Question

In a hostel, 60% of the students read Hindi newspapers, 40% read English newspapers and 20% read both Hindi and English newspapers. A student is selected at random. Find the probability that she reads neither Hindi nor English newspapers.
A. $\dfrac{1}{5}$
B. $\dfrac{2}{5}$
C. $\dfrac{3}{5}$
D. $\dfrac{4}{5}$

Answer 1

We will first make H be the event which means students who read Hindi newspapers and E be such that they read English newspapers. Now, we need to find $P(H' \cap E')$ now using the fact that $P(H' \cap E') = 1 - P(H \cup E)$.
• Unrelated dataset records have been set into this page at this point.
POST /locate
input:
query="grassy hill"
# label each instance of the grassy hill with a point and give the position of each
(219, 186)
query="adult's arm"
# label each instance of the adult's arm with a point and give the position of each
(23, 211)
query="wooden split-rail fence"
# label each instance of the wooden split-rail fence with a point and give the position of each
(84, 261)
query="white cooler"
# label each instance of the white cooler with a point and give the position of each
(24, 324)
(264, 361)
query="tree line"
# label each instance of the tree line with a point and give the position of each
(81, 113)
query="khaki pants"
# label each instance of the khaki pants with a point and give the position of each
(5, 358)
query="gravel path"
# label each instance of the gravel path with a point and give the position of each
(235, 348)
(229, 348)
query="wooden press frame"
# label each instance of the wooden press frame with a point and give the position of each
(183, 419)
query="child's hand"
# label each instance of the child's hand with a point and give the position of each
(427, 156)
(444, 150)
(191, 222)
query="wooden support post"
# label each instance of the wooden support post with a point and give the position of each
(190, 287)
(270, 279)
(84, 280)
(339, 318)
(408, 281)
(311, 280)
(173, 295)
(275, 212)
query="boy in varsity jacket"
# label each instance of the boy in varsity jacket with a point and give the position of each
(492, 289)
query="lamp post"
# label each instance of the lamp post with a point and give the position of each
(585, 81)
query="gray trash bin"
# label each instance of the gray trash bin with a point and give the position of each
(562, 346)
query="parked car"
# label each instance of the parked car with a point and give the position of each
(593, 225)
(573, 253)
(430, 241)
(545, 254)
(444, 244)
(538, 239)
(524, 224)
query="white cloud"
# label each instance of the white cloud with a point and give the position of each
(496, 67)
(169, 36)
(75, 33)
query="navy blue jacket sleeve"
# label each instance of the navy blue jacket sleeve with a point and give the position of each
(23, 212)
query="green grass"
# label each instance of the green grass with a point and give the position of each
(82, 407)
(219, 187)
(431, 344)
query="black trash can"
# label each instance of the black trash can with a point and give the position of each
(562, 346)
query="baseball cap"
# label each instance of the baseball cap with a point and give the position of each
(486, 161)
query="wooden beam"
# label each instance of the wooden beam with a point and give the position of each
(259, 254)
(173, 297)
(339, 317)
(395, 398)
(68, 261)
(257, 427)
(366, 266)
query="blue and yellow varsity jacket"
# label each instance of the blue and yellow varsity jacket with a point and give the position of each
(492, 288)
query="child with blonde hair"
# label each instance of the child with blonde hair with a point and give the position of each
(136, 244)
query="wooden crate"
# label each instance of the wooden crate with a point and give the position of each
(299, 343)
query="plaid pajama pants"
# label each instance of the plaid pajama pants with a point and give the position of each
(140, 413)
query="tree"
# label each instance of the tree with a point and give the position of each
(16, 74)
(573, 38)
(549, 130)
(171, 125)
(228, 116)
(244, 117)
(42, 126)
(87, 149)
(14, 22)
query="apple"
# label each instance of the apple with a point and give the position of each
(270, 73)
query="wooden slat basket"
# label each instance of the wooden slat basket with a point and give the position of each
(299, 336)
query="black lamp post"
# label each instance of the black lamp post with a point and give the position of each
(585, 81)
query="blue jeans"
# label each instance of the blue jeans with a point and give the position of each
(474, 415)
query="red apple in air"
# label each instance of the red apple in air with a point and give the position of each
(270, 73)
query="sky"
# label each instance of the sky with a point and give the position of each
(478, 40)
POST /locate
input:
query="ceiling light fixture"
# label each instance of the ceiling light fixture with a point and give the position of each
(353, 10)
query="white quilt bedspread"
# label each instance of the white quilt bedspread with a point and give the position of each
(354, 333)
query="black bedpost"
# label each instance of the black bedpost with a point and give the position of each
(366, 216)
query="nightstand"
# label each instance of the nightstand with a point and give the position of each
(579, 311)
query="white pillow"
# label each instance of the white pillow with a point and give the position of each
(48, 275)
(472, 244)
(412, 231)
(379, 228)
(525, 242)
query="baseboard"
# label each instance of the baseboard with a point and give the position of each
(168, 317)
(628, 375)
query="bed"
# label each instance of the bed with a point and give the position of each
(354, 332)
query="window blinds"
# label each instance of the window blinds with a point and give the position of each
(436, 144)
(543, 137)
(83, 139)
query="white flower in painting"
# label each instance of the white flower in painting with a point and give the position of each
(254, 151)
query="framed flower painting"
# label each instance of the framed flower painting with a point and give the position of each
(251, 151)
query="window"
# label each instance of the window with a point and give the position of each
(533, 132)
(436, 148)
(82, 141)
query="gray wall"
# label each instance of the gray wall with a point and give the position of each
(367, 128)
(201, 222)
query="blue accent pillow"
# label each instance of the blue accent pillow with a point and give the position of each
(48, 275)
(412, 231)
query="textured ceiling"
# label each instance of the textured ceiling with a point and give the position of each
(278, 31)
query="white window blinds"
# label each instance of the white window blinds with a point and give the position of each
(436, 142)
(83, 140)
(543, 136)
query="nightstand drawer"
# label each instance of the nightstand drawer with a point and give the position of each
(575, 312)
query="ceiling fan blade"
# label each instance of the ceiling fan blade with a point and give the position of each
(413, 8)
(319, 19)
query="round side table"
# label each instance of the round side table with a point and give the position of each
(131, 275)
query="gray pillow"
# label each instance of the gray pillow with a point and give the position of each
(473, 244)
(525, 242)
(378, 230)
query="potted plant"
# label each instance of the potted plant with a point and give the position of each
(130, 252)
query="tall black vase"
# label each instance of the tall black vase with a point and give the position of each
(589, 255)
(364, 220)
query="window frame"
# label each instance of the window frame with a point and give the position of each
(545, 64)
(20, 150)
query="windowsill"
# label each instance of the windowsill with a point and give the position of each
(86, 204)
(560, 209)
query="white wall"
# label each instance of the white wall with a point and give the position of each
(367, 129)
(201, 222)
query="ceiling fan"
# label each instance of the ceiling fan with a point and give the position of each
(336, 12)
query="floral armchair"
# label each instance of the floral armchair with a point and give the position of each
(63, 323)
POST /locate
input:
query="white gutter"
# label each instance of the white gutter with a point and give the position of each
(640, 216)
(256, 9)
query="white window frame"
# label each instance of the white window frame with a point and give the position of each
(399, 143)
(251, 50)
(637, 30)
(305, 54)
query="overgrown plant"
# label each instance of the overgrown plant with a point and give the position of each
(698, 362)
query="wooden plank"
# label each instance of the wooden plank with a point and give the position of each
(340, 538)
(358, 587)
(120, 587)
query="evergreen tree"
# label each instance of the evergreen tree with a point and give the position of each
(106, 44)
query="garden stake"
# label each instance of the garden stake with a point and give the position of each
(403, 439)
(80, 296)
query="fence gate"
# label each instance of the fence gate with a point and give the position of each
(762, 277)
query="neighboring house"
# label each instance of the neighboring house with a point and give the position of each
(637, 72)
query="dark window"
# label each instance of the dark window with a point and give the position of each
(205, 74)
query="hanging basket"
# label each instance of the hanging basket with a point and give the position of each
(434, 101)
Complete step by step answer:
We are provided that 60% of the students read Hindi newspaper, 40% read English newspaper and 20% read both Hindi and English newspapers.
Since, we are given that 60% of the students read Hindi newspaper in a hostel.
So, P(H) = $\dfrac{{60}}{{100}}$
$\Rightarrow$ P(H) = 0.6 ……………..(1)
Since, we are also given that 40% of the students read English newspaper in a hostel.
So, P(E) = $\dfrac{{40}}{{100}}$
$\Rightarrow$ P(E) = 0.4 …………….(2)
Since, we are also given that 20% of the students read both Hindi newspaper English newspaper in a hostel.
So, $P(H \cap E)$= $\dfrac{{20}}{{100}}$
$\Rightarrow P(H \cap E) = 0.2$ ……………(3)
Now, we will use the formula: $P\left( {H \cup E} \right) = P\left( H \right) + P\left( E \right) - P\left( {H \cap E} \right)$
Putting the values in the above expression, we will then obtain:-
$\Rightarrow P\left( {H \cup E} \right) = 0.6 + 0.4 - 0.2$
Simplifying the values on the right hand side, we will then get:-
$\Rightarrow P\left( {H \cup E} \right) = 0.8$ ……………(4)
Now, we also know that by using De Morgan’s Rule, we will get:-
$\Rightarrow \left( {H \cup E} \right)' = H' \cap E'$
Taking the probability on both the sides, we will get:-
$\Rightarrow P\left( {\left( {H \cup E} \right)'} \right) = P\left( {H' \cap E'} \right)$
Now, we know that for any event A, we have: P(A’) = 1 – P(A).
$\Rightarrow 1 - P\left( {H \cup E} \right) = P\left( {H' \cap E'} \right)$
Putting the values using the equation (4), we will get:-
$\Rightarrow P\left( {H' \cap E'} \right) = 1 - 0.8$
Simplifying the values on the right hand side, we will get:-
$\Rightarrow P\left( {H' \cap E'} \right) = 0.2$
We can write it as:-
$\Rightarrow P\left( {H' \cap E'} \right) = \dfrac{2}{{10}} = \dfrac{1}{5}$

Hence, the correct option is (A).

Note: The students must notice that the percentage is converted in probability by dividing the percentage by 100 and thus we get the probabilities as 0.6, 0.4 and 0.2.
The students must note that they must commit to the memory the following formulas:-
For any event A, we have: P(A’) = 1 – P(A), where A’ represents A complement.
For any two event H and E, we have: $\left( {H \cup E} \right)' = H' \cap E'$
For any two event H and E, we have : $P\left( {H \cup E} \right) = P\left( H \right) + P\left( E \right) - P\left( {H \cap E} \right)$